Czy istnieje jakiś sposób na uniemożliwienie aktualizacji virtualboxa do nowszej wersji ?

Po ostatniej wymuszonej "fabrycznie" (wyłaczyć się nie da) aktualizacji virtualbox przestał mi działać 

na desktopie gdzie jest starsza wersja gentoo

w logach jest:

dropbox_errorJ_JvSf.txt   [----]  0 L:[  1+ 0   1/ 49] *(0   /2180b)   98 0x062

bn.BUILD_KEY: Dropbox

bn.VERSION: 3.2.6

bn.DROPBOXEXT_VERSION: failed

bn.is_frozen: True

pid: 22756

ppid: 1

ppid exe: '/sbin/init'

uid: 0

user_info: pwd.struct_passwd(pw_name='root', pw_passwd='x', pw_uid=0, pw_gid=0, pw_gecos='root', pw_dir='/root', pw_shell='/bin/bash')

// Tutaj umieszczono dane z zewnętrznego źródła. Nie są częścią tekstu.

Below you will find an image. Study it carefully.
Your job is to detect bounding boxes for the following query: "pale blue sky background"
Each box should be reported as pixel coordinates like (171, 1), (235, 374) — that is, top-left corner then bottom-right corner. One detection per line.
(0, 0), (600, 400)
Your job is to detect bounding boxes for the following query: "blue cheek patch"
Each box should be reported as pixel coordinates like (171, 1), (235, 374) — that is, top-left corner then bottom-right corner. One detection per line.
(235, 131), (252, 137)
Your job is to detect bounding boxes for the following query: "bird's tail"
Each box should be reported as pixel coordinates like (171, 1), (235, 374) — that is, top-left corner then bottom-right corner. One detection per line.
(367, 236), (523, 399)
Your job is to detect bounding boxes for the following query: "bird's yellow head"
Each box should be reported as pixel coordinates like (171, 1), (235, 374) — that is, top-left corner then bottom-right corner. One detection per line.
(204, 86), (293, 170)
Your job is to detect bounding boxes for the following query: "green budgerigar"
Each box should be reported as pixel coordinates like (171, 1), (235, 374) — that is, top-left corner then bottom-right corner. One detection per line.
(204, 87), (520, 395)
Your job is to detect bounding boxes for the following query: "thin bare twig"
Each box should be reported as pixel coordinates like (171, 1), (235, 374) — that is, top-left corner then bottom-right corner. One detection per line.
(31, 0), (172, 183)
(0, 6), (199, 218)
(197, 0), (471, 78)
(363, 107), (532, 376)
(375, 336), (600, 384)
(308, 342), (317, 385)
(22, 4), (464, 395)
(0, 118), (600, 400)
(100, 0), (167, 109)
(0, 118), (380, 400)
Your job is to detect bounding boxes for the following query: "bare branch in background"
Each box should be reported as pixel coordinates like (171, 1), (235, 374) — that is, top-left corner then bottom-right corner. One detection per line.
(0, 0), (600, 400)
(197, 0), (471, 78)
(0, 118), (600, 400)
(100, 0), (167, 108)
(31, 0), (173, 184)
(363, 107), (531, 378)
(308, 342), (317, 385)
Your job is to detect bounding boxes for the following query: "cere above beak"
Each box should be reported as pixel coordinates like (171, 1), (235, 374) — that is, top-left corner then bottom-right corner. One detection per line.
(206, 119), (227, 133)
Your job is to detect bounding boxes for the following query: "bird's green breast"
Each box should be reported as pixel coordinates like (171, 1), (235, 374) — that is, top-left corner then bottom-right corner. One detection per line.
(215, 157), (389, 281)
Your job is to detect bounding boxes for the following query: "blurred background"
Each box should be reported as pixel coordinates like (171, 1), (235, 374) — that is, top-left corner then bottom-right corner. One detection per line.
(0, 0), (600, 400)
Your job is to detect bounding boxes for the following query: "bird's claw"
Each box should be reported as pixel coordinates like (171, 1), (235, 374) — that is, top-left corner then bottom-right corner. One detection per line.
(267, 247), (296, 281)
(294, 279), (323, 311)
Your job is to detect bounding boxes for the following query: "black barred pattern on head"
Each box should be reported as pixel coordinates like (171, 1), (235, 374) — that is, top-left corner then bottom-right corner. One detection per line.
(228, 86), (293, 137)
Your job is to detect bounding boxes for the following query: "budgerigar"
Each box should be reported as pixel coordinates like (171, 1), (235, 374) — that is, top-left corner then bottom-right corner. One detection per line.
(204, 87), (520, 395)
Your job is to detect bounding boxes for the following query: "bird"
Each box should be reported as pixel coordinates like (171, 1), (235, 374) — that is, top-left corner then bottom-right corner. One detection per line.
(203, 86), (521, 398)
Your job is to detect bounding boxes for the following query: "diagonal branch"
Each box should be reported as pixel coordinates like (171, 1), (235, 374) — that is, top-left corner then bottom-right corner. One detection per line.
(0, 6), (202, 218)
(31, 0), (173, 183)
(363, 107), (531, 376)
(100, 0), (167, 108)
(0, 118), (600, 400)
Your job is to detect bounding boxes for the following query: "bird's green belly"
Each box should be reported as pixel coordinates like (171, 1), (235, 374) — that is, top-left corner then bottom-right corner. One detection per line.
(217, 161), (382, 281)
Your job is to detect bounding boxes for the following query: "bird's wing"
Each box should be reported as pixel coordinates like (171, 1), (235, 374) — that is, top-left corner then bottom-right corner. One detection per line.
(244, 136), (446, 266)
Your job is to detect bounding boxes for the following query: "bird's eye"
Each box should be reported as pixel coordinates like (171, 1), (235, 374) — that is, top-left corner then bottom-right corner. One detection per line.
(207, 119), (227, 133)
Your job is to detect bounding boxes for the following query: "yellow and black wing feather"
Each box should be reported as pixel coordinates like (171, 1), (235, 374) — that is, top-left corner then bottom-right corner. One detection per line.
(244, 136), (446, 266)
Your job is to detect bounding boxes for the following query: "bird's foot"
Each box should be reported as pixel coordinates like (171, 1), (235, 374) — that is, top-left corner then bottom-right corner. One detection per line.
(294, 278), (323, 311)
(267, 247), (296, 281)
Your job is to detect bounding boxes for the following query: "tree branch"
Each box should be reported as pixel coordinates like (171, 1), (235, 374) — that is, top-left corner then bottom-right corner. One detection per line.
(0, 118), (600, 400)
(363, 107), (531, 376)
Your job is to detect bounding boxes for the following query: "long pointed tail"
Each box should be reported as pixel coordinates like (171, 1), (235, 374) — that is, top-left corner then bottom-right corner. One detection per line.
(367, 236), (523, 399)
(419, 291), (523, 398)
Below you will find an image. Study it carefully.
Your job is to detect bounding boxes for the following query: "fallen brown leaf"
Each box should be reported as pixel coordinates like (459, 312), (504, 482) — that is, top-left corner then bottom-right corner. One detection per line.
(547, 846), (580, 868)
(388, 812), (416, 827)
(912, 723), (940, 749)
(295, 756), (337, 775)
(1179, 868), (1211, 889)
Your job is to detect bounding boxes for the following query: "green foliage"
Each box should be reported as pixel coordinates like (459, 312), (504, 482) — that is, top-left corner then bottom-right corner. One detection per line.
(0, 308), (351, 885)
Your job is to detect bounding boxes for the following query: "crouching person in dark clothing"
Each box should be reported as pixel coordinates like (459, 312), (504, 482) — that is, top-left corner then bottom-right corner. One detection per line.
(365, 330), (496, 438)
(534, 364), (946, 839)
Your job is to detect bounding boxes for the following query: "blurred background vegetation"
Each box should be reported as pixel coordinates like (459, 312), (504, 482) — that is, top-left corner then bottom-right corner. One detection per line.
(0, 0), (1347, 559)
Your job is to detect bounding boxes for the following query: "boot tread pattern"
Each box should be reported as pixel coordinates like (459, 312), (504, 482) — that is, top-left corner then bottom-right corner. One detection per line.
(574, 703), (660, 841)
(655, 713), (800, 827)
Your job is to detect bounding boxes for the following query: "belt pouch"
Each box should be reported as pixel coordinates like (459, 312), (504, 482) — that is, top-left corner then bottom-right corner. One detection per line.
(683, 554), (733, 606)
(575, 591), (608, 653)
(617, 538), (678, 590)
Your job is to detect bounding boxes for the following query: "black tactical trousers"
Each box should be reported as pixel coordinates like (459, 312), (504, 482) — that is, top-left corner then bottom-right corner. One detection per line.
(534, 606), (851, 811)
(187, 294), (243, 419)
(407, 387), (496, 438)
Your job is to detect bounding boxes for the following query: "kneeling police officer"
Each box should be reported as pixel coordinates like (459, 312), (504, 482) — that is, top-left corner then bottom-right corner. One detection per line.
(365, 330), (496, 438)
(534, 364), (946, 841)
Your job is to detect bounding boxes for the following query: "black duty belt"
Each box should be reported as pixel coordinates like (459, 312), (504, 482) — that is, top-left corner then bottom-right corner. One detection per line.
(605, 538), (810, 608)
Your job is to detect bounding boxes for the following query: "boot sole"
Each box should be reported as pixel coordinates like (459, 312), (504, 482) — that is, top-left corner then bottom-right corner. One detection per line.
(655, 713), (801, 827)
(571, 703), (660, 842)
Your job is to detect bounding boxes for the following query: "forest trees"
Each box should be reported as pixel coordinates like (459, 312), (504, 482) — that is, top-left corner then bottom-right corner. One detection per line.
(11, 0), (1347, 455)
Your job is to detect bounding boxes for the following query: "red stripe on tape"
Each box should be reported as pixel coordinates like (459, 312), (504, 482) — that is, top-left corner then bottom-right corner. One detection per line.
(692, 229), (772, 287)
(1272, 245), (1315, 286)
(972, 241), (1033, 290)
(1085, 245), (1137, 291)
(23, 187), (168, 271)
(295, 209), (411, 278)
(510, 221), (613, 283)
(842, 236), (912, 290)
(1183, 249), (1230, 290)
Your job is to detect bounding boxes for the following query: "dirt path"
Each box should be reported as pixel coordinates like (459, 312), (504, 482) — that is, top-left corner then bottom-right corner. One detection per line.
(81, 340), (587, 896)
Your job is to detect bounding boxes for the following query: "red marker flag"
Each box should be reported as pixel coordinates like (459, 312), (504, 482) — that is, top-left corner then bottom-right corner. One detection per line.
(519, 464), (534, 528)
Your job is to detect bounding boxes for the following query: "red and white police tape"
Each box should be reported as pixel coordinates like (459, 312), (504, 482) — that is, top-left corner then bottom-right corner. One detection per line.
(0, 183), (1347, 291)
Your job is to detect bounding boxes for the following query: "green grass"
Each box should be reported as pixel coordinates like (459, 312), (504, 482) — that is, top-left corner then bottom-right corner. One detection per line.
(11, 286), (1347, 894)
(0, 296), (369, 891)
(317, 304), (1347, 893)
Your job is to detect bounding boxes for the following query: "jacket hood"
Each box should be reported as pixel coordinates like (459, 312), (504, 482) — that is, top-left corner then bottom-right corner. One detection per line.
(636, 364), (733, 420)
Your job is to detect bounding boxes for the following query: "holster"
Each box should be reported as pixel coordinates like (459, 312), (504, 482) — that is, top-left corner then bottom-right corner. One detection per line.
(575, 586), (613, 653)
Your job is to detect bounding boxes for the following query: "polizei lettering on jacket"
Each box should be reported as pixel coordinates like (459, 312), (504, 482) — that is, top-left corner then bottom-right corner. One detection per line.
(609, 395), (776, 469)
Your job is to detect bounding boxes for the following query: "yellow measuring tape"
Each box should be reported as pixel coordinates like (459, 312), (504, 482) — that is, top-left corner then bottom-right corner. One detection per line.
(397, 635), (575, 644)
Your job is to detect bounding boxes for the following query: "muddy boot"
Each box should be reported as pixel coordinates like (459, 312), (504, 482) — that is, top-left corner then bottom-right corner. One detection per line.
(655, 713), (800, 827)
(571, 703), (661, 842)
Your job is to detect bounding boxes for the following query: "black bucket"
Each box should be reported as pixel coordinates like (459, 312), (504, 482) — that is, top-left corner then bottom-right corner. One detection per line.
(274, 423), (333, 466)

effective_user_info: pwd.struct_passwd(pw_name='root', pw_passwd='x', pw_uid=0, pw_gid=0, pw_gecos='root', pw_dir='/root', pw_shell='/bin/bash')

euid: 0

gid: 0

egid: 0

group_info: grp.struct_group(gr_name='root', gr_passwd='', gr_gid=0, gr_mem=['root'])

effective_group_info: grp.struct_group(gr_name='root', gr_passwd='', gr_gid=0, gr_mem=['root'])

LD_LIBRARY_PATH: None

cwd: '/'

     real_path='/'

           <--->mode=040755<--->uid=0<->gid=0

     parent<--->mode=040755<--->uid=0<->gid=0

HOME: u'/root'

appdata: u'/root/.dropbox/instance1'

         real_path=u'/root/.dropbox/instance1'

               >mode=040700<--->uid=0<->gid=0

         parent>mode=040700<--->uid=0<->gid=0

dropbox_path: u'/root/Dropbox'

              real_path=u'/root/Dropbox'

                    <-->mode=040700<--->uid=0<->gid=0

              parent<-->mode=040750<--->uid=0<->gid=0

sys_executable: '/root/.dropbox-dist/dropbox-lnx.x86-3.2.6/dropbox'

                real_path='/root/.dropbox-dist/dropbox-lnx.x86-3.2.6/dropbox'

                      <>mode=0100755<-->uid=0<->gid=0

                parent<>mode=040755<--->uid=0<->gid=0

trace.__file__: '/root/.dropbox-dist/dropbox-lnx.x86-3.2.6/library.zip/dropbox/client/ui/common/boot_error.pyc'

                real_path='/root/.dropbox-dist/dropbox-lnx.x86-3.2.6/library.zip/dropbox/client/ui/common/boot_error.pyc'

                      <>not found

                parent<>not found

tempdir: '/tmp'

         real_path='/tmp'

               >mode=041777<--->uid=0<->gid=0

         parent>mode=040755<--->uid=0<->gid=0

Traceback (most recent call last):

  File "dropbox/client/main.py", line 2614, in main_startup

  File "dropbox/client/main.py", line 1544, in run

  File "dropbox/client/ui/qt/__init__.py", line 406, in mainloop

  File "dbus/__init__.py", line 79, in <module>

  File "dbus/types.py", line 6, in <module>

ImportError: /root/.dropbox-dist/dropbox-lnx.x86-3.2.6/_dbus_bindings.so: undefined symbol: dbus_message_iter_abandon_container

Próbowałem zmienić prawa dostępu aby nie umożliwić zapisu pliku "dropbox-upgrade-3.2.6.tar.gz" do /Dropbox/.dropbox.cache

na bazie informacji z artykułu

http://www.coretechnologies.com/blog/alwaysup/how-dropbox-auto-upgrade-works/

ale sam sobie zmienia prawa dostępu a pracuję na koncie root-a.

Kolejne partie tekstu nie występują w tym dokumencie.